Semua mahasiswa menatap ke arahku, membuat beberapa diantara mereka berspekulasi buruk tentang aku. Ah, belum ada sehari, kenapa sudah diberikan image yang buruk? Hanya karena masalah ikat sepatu, kenapa masalahnya melebar menjadi semacam kecemburuan sosial. Ah, aku tidak paham.
"Oh iya, hampir saja lupa. Terima kasih karena sudah diingatkan Alea. Jadi, sebelumnya kami akan sedikit memperkenalkan diri kepada kalian semua. Kami tidak minta dipanggil Kakak/senior/Bang/Mas/Mbak dan sebagainya. Memanggil dengan embel-embel kata yang sudah saya jelaskan tadi, itu semua karena keinginan kalian sendiri. Di kampus kita tercinta, tidak ada yang namanya senioritas, kita semua sama. Hanya saja, hari ini saya dan teman-teman yang membimbing kalian. Besok tahun depan, bisa jadi kalian yang membimbing mahasiswa baru lagi. Jadi siklusnya hanya sekedar membimbing saja, bukan untuk menggurui."

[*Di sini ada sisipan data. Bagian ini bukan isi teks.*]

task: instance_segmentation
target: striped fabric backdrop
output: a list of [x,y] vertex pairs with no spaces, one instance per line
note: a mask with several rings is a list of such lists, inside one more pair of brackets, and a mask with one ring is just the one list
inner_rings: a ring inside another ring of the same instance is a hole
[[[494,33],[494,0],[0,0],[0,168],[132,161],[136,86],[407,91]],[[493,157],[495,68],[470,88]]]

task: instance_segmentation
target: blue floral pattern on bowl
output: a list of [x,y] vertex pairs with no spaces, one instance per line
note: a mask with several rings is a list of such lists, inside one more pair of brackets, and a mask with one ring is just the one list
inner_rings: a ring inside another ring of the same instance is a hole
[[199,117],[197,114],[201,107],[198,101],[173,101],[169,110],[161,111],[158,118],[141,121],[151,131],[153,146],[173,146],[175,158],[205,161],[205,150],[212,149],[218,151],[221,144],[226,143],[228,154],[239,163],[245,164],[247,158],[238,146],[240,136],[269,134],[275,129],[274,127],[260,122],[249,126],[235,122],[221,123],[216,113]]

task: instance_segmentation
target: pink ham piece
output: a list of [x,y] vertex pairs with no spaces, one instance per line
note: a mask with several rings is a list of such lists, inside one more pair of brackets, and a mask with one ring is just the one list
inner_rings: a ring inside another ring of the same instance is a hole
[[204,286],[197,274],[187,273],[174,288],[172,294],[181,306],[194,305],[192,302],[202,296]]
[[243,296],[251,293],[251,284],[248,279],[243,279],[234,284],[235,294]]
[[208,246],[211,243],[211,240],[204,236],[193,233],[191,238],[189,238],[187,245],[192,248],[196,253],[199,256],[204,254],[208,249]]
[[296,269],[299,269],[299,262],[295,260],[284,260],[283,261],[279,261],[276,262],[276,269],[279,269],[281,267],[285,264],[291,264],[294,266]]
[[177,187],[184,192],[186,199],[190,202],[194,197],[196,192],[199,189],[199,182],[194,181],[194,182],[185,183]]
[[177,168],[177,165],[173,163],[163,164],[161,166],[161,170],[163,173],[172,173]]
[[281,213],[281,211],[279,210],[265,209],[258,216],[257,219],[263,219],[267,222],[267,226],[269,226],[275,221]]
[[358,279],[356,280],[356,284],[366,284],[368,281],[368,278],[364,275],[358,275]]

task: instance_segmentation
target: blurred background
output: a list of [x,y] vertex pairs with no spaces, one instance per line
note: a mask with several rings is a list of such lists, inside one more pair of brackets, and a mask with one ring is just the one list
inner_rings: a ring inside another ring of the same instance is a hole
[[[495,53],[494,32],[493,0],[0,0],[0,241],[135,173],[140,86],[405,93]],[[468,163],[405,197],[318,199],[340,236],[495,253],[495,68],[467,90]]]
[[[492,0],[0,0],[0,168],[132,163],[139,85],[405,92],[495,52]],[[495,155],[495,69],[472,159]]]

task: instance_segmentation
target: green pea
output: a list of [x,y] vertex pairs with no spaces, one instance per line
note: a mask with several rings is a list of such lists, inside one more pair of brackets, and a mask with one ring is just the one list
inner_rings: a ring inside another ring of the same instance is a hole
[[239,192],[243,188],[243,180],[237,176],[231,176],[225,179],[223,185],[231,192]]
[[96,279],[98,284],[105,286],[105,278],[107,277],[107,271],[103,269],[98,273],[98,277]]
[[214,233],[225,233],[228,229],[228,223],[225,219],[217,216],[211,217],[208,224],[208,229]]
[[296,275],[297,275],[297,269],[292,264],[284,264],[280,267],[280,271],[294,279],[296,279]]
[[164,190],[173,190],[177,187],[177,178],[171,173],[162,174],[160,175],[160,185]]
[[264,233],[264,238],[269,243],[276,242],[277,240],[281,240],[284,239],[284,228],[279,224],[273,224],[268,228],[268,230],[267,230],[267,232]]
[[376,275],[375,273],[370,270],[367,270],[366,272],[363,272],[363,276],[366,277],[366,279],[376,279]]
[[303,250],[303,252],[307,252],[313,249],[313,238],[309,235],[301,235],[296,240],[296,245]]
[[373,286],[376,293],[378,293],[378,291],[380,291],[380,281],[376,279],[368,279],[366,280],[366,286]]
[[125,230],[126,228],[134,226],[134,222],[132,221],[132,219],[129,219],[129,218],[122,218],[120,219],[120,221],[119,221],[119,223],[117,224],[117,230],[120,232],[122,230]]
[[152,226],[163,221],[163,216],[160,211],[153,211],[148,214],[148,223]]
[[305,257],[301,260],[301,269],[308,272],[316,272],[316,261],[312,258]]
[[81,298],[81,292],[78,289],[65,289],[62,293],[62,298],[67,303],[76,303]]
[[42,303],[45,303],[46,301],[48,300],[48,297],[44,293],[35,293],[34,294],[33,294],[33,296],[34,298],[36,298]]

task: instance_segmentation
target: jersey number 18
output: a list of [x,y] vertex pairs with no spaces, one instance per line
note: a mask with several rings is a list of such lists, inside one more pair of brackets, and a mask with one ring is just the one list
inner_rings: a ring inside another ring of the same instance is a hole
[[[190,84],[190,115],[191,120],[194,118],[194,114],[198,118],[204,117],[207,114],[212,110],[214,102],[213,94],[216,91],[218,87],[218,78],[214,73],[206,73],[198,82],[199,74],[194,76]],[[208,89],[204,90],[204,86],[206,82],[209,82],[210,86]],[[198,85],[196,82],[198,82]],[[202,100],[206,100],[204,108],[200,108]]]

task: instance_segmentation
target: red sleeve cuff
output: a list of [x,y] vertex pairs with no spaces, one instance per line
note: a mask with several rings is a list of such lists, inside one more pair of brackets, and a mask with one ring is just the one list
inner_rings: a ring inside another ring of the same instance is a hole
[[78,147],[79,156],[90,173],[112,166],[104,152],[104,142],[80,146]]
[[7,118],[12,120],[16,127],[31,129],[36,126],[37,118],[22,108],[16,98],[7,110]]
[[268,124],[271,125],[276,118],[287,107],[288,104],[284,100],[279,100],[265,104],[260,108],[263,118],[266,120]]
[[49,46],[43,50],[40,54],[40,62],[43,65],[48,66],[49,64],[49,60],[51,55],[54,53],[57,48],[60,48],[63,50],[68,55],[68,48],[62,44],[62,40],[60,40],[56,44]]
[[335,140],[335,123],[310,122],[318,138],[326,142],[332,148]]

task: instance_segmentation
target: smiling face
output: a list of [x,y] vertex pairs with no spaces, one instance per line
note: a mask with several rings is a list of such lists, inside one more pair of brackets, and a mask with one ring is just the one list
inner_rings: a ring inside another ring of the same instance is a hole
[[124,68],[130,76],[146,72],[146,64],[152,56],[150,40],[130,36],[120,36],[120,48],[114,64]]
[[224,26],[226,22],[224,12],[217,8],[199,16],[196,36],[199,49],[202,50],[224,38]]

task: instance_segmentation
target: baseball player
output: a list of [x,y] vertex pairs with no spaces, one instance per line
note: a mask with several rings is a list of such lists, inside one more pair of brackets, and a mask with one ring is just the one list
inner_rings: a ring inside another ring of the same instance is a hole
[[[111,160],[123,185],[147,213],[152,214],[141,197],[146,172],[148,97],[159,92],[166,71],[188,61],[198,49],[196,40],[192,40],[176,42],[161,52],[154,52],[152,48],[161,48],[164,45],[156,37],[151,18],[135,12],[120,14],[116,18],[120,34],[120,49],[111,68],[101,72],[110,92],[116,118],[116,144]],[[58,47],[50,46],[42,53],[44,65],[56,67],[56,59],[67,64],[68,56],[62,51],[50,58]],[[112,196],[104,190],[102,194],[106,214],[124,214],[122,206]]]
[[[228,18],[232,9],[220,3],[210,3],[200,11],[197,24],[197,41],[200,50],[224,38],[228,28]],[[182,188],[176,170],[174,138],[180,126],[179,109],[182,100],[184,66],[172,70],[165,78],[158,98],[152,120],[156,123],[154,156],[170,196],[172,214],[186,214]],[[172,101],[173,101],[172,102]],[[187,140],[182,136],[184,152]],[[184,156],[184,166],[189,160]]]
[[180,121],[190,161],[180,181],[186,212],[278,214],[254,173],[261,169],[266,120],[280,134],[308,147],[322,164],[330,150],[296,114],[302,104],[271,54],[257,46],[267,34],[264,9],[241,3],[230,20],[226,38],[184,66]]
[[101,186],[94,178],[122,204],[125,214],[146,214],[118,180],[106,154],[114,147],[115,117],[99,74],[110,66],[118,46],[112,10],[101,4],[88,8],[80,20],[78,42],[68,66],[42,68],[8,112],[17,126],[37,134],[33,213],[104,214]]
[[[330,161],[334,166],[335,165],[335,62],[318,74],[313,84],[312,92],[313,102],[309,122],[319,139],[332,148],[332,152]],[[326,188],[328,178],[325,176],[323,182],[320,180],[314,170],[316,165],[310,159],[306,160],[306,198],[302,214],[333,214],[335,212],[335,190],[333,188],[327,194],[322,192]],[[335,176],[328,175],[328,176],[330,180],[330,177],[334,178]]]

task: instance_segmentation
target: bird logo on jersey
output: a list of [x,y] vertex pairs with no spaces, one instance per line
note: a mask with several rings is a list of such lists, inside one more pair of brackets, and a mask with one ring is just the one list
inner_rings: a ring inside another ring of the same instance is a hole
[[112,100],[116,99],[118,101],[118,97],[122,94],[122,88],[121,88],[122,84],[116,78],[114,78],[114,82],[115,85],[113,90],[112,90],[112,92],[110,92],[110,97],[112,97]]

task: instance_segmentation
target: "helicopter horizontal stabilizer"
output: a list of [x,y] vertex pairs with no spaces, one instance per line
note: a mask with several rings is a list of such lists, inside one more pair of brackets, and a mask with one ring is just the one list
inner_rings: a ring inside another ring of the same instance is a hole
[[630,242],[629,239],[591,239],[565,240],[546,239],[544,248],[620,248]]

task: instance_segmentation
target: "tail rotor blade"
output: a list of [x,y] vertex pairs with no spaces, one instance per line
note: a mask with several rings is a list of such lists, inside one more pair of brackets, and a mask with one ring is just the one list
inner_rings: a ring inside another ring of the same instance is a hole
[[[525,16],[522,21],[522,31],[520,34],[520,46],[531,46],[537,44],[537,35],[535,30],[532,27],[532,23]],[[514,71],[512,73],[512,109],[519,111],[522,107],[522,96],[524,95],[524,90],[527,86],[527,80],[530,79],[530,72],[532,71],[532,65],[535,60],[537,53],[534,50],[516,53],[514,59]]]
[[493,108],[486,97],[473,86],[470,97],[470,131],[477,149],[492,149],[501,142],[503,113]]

Entah karena aku terlalu percaya diri, atau memang arah tatapan laki-laki itu memang mengarah kepadaku sekarang. Apa maksudnya coba menatapku seperti itu, tidak sopan! Apa dia termasuk buaya, seperti yang Bang Syail katakan?
"Baik, dimulai dari saya terlebih dahulu. Perkenalkan, nama saya Aljavar Ganindra Adhinata. Biasa dipanggil dengan Javar, saya salah satu mahasiswa program studi Teknik Sipil angkatan 2009. Jabatan saya di Badan Eksekutif Mahasiswa tingkat Universitas khususnya S1 adalah ketua PSDM atau Pengembangan Sumber Daya Manusia. Untuk jabatan di OSPEK tingkat fakultas, saya diserahi jabatan sebagai Ketua pelaksana di Fakultas Ilmu Sosial dan Ilmu Politik ini. Terima kasih."
Aku mengingat nama itu, Javar. Nama yang beberapa hari lalu terus diberitakan dan menjadi buah bibir pembicaraan orang banyak karena kepintarannya dan keberaniannya dalam memimpin demo mahasiswa beberapa bulan yang lalu di depan kantor gubernur. Aku benci demo, aku benci orang yang melakukan demo, aku mencintai ketenangan. Mungkin, salah satu orang yang akan aku hindari sejak awal masuk kuliah adalah... Javar.